Of course, as Aurora said, this is the simplest case in release mode, not a proof of bet-your-business-on-it-ility. But I’m not convinced that either is “very hard to read”; they seem to quite explicitly and directly show what’s happening.


It should in most ways act like a [T; n] array

Is that actually desirable from the point of view of making costs explicit in a systems language?


I thought exposing generic LLVM shuffling had been deemed out of scope for the initial release-channel SIMD feature, and initially only shuffles that map to specific instructions would be provided in a manner similar to C intrinsics even if underneath the API they generated shufflevector in the LLVM IR. Is this not so?

(Generic shufflevector is rather bad at making costs explicit. For example, LLVM uses shufflevector to view the higher or lower half of a NEON quadword register via its doubleword aliasing, but of course such viewing is only needed for type system purposes and there’s no instruction generated at all. OTOH, if you want a shuffle that the ISA doesn’t have a single instruction for, you get a non-obvious number of instructions.)

Anyway, I’d like to avoid slowdowns in getting SIMD to the release channel, so I’m worried about reopening the discussion regarding the types. Firefox is about to drop support for non-NEON ARM, so soon SIMD-in-release-channel-Rust will not only be SSE2-relevant for Firefox but NEON-relevant, too.
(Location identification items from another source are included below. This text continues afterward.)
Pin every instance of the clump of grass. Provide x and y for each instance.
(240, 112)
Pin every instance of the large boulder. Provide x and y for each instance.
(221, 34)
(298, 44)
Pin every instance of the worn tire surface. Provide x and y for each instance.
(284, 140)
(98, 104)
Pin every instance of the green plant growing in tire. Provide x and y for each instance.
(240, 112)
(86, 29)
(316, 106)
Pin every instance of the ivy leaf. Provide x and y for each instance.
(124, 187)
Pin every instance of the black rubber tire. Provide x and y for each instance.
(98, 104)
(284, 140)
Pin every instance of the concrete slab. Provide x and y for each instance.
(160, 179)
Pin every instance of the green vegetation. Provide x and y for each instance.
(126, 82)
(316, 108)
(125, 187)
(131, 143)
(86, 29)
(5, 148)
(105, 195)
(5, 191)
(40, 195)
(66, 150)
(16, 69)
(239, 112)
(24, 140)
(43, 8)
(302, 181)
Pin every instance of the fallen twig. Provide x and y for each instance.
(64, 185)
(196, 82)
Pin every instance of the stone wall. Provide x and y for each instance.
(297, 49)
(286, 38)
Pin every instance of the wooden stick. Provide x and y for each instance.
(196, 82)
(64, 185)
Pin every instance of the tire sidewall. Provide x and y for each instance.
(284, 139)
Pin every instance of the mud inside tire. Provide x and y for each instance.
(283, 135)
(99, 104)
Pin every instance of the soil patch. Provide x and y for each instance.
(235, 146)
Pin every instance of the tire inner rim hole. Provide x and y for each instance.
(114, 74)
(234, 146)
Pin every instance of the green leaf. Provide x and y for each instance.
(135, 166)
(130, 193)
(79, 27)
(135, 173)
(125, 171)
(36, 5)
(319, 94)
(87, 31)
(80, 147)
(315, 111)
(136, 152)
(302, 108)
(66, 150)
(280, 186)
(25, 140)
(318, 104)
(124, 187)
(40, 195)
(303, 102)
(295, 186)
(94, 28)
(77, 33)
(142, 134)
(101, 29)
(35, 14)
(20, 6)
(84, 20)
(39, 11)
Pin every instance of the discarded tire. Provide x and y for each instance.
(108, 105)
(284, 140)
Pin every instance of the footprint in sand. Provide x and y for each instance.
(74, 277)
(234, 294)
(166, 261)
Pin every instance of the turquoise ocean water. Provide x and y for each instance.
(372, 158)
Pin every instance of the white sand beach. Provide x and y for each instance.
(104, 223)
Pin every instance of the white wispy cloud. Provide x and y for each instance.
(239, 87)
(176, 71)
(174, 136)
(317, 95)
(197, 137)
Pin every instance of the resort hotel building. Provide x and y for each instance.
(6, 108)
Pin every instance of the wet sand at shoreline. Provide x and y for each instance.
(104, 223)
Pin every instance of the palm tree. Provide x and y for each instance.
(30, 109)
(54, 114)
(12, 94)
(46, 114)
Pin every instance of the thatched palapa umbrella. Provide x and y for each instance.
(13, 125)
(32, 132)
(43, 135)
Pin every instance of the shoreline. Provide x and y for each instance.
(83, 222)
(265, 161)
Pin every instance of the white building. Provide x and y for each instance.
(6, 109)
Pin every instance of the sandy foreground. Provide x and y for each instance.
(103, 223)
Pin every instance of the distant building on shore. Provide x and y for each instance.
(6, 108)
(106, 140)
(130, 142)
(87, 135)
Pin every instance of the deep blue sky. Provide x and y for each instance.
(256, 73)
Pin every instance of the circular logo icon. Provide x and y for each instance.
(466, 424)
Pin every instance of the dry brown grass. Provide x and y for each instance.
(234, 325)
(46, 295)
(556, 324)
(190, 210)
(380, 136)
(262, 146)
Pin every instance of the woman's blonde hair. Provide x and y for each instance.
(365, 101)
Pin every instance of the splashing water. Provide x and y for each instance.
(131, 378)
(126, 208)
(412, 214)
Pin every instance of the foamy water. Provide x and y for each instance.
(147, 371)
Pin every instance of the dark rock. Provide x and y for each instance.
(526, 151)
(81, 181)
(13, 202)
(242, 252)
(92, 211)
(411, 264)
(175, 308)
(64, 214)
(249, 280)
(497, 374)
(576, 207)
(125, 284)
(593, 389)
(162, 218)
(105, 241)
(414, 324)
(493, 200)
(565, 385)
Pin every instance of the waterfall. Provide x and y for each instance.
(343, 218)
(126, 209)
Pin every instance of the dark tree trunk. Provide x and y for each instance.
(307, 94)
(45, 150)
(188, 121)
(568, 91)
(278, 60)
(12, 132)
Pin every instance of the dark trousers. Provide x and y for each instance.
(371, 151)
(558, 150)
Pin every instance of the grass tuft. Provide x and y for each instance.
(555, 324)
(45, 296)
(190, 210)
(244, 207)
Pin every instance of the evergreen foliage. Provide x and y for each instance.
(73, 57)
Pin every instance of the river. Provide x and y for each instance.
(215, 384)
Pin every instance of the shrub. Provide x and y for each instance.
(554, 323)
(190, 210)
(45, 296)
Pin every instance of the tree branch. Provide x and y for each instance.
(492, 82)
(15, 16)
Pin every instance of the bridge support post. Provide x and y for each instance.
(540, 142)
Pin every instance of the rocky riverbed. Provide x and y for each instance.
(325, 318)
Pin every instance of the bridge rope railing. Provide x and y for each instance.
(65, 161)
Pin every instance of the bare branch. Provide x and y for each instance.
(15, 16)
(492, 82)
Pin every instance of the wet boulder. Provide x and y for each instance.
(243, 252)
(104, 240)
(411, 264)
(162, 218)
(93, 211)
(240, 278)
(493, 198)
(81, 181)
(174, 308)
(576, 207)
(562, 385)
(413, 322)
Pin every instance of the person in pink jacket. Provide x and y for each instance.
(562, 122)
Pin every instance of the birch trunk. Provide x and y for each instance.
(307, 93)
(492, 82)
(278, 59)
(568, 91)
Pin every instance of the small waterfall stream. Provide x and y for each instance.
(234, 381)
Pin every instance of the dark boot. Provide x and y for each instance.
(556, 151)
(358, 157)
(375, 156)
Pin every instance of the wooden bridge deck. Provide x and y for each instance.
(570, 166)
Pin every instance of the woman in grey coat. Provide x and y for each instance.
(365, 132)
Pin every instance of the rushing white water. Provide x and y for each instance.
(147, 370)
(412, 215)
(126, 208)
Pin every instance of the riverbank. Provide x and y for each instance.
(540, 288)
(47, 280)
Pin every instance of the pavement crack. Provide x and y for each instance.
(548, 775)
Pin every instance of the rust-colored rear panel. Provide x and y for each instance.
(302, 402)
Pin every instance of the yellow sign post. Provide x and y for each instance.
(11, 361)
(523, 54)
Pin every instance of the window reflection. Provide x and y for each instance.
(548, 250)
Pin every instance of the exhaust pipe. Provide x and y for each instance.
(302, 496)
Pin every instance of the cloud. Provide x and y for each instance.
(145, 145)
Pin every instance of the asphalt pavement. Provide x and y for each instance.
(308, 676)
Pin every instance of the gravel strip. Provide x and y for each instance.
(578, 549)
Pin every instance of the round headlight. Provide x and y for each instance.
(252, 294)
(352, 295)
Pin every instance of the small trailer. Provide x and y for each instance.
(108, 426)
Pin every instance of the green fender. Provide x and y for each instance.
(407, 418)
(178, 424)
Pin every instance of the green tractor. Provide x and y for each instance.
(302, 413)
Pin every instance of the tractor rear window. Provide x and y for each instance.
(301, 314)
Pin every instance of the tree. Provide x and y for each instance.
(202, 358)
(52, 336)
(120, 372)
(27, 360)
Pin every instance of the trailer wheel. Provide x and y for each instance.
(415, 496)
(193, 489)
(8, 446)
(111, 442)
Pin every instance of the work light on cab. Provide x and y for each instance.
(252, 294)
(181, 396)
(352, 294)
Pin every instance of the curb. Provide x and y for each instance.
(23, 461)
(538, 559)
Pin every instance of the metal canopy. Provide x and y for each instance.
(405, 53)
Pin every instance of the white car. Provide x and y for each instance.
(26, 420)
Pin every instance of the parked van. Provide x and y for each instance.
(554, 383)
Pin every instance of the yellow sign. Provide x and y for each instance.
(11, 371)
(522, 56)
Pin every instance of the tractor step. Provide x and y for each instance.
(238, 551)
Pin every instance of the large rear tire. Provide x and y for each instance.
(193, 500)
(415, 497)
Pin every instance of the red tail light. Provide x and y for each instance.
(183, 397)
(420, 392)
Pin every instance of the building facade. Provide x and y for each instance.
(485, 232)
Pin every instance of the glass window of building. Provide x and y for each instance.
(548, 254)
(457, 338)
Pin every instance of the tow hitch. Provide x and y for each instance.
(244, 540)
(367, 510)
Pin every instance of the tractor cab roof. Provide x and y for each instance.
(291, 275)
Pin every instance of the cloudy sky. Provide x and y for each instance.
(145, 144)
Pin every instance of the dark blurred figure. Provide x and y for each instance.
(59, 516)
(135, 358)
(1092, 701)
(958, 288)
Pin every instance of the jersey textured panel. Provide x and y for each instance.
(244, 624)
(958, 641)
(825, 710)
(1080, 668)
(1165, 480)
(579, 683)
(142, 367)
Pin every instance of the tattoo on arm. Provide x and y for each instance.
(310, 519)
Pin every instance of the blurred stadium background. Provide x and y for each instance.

That’s because you’re using a much better syntax :wink:

I was discussing, Simd([a.0.0, a.0.1, a.0.2]), which I find very hard to read. Simd(a.1, a.3, a.0, a.2) as in your example isn’t nearly as hard to read for me.


Looks like AVX512 will be available on regular server platforms: Rust will need to support it.


So, I’ve tried to implement memcmp and memcpy with what Rust currently has and couldn’t get a way to express the case that matters for implementing both of those: memory operands for some of the instructions. For example in SSE there’s pcmpeqb which admits an unaligned memory operand. That’s the missing piece for implementing memcmp between two differently aligned pointers.

Intel intrinsics do not cover this use-case (they all take vectors as well), and it might be hard to make LLVM emit such an instruction as well (to do that we’d need at least a way to do unaligned vector loads from the memory (i.e. load %vecty %ptr, align 1)).